Ein Novum ist der Index der Kollektion, dank
dessen Genauigkeit und Überschaubarkeit Hadith-Texte sehr viel leichter gefunden werden
können. Hier werden in zwei Bänden die Überlieferungen nicht nur mit ihren Nummern verzeichnet, sondern auch mit Referenzen zu gleichen
oder ähnlichen Texten in den übrigen Bänden in
Bezug gesetzt. Weitere Indexbände sollen später
mehr Material aus der Exegese und vor allem Informationen zu den Personen, die den jeweiligen
Hadith übermittelt haben, enthalten.
«Die 17 Hadith-Bände mit ihren beiden Indizes sind nur ein Anfang», erklärt Mustafa Gouverneur.

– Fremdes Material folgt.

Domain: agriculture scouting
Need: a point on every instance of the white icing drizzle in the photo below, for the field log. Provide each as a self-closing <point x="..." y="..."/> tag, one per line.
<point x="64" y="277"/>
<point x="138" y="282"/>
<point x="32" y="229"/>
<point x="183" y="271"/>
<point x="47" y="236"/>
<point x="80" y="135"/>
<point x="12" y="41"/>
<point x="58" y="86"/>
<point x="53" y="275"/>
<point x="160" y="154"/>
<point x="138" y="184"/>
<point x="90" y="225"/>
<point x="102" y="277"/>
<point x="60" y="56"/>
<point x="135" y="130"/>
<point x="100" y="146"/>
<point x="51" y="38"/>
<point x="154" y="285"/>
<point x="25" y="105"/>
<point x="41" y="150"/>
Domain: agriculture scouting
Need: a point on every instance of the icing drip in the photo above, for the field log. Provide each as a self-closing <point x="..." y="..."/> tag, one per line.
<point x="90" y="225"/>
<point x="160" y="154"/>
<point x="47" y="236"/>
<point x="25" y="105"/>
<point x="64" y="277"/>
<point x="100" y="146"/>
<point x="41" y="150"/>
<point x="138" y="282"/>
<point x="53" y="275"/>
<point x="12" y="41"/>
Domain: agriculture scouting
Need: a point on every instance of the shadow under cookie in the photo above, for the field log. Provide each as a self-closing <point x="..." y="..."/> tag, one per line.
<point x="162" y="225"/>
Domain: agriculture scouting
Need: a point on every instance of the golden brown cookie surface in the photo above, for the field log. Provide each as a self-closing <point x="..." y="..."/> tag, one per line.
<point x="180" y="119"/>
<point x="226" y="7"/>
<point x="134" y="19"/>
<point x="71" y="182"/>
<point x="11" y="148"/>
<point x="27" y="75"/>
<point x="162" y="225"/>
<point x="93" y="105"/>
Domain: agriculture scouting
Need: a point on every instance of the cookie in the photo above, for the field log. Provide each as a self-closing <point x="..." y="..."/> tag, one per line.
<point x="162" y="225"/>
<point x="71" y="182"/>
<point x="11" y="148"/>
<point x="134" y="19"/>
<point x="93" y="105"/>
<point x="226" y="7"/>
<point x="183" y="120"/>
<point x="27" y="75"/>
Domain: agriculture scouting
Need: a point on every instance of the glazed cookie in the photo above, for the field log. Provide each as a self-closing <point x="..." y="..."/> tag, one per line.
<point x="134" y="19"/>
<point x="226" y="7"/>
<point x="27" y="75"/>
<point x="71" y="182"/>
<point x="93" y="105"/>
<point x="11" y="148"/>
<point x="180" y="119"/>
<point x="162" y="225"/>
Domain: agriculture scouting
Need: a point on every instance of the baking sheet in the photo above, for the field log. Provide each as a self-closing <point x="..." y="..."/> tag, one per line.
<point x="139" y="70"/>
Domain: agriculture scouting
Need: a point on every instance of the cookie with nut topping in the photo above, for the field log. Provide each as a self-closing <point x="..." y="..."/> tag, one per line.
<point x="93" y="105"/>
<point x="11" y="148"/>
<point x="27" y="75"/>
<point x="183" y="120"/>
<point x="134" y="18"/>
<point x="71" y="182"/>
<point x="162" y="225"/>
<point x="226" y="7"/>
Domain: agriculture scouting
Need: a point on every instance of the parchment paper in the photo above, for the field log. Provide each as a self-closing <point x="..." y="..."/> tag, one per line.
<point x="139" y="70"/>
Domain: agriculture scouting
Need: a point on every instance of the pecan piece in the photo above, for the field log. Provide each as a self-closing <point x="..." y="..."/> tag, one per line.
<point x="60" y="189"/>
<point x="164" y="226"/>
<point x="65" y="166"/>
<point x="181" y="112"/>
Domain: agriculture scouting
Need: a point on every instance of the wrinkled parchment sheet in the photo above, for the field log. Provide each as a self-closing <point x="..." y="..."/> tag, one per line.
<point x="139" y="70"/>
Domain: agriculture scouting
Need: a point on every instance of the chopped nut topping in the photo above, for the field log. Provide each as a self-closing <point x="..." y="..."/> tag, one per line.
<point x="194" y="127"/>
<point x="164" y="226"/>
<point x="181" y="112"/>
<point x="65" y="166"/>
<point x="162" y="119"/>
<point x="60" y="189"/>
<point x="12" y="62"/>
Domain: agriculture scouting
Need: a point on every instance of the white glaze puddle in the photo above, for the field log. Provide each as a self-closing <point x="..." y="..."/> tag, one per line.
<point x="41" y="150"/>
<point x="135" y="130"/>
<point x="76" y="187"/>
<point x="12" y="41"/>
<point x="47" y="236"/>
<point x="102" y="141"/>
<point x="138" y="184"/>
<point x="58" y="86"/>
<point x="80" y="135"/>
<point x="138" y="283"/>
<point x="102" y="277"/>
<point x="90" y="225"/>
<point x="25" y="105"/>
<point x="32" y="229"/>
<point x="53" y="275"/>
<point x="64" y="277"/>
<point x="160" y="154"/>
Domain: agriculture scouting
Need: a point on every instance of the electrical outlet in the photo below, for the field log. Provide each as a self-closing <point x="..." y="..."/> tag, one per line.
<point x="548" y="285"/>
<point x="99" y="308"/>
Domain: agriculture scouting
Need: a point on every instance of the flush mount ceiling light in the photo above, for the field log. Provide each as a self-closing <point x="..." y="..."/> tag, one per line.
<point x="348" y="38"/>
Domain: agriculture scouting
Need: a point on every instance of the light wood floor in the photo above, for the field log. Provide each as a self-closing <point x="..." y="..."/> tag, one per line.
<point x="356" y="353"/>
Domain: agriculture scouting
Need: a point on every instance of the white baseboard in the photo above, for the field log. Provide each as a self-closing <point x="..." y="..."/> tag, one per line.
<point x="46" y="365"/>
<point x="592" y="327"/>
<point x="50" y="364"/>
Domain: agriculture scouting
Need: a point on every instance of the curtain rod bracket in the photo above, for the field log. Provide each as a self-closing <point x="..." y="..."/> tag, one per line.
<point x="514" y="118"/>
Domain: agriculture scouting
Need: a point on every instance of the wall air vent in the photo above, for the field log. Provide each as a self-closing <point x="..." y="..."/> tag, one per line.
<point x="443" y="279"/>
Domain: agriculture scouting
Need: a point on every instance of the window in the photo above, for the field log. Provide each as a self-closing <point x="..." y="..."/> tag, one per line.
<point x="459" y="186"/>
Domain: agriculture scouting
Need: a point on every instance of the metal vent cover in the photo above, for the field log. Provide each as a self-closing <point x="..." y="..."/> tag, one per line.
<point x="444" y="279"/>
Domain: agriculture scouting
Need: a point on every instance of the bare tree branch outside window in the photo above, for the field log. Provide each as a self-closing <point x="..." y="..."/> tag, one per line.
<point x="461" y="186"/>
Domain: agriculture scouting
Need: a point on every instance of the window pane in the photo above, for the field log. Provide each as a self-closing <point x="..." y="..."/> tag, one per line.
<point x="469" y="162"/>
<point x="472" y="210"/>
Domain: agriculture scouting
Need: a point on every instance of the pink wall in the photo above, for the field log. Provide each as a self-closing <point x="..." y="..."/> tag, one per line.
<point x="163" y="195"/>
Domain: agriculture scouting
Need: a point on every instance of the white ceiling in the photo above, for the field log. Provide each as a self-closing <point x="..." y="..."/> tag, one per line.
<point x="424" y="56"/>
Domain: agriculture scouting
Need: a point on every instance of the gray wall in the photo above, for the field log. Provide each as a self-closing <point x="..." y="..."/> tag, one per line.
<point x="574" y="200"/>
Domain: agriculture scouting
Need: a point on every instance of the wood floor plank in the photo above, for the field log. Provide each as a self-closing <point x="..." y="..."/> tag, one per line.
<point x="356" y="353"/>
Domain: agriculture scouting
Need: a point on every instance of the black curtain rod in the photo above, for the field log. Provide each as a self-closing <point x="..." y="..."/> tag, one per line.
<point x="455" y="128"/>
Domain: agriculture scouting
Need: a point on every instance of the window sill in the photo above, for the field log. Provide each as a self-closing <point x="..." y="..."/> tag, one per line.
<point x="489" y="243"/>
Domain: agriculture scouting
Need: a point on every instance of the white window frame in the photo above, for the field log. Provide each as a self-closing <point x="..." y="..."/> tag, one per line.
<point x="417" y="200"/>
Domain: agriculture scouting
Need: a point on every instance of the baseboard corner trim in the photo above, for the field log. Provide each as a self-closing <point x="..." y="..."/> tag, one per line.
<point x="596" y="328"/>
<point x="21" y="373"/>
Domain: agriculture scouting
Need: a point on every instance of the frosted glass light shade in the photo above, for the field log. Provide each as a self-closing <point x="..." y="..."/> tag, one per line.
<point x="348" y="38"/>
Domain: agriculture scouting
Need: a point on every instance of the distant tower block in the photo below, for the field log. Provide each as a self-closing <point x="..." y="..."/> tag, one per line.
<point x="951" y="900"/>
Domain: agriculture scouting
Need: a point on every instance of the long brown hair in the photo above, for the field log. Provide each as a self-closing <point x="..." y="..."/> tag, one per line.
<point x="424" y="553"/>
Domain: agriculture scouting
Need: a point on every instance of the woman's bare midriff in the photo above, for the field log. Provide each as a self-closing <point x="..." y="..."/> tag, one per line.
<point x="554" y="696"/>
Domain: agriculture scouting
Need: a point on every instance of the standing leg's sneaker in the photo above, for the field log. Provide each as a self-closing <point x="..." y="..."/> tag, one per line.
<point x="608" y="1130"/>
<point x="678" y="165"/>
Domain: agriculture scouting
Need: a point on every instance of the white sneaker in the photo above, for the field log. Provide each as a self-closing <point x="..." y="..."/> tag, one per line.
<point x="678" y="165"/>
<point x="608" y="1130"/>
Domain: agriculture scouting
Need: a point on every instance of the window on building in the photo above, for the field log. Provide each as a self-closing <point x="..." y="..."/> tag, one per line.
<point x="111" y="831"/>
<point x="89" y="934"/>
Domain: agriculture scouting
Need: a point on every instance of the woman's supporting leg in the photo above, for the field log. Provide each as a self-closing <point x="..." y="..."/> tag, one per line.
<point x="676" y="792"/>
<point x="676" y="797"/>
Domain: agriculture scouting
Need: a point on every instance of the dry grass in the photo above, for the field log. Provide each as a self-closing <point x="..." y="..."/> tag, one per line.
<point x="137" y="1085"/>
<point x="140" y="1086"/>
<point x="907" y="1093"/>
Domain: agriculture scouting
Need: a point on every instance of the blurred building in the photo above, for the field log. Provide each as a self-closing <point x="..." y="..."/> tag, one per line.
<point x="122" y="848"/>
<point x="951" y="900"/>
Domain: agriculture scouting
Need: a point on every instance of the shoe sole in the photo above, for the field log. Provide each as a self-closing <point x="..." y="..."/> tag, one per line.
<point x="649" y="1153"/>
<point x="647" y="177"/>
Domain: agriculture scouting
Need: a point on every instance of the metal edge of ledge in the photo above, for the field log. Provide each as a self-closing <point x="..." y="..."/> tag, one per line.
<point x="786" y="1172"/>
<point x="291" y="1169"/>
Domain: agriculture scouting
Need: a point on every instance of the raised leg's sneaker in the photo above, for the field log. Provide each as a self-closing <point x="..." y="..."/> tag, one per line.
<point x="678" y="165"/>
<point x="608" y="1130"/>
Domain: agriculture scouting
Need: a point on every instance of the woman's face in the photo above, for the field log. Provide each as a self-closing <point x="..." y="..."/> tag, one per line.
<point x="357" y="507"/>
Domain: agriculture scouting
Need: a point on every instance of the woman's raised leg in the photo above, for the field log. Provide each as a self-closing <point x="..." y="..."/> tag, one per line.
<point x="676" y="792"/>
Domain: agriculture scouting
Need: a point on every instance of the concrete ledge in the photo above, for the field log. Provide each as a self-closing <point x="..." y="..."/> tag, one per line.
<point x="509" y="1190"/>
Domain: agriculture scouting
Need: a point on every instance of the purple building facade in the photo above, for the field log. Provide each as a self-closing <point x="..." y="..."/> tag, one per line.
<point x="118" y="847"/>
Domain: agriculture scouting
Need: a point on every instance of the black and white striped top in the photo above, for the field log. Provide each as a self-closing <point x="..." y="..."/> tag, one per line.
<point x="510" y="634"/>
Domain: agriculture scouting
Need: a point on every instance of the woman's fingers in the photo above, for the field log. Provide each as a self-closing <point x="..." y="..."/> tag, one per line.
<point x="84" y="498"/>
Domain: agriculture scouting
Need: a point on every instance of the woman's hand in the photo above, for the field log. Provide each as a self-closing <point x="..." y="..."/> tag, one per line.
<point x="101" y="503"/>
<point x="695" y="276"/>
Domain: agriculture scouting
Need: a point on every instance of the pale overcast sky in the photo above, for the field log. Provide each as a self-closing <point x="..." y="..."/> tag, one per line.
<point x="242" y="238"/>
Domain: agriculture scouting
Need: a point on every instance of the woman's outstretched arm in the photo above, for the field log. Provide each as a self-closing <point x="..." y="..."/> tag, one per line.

Vier weitere Sammlungen in 15 Bänden
werden bereits im kommenden Frühling erscheinen, doch auch sie sind nur ein kleiner Teil dieser
grössten
vormodernen
Literatursammlung
der
Welt. «Es gibt insgesamt 200 Hadith-Sammlungen», meint Ali Jumaa, Professor für islamische
Jurisprudenz und wissenschaftlicher Leiter des
Projekts. «Unser Ziel ist es, in den kommenden
Jahren alle zu überprüfen, neu zu ordnen und zu
drucken.» Dabei, so fährt Jumaa fort, sei es unerheblich, ob der Hadith ein sogenannt starker oder
schwacher sei; für ihn laute die Aufgabe, den Gelehrten und Interessierten alle Sammlungen zugänglich zu machen.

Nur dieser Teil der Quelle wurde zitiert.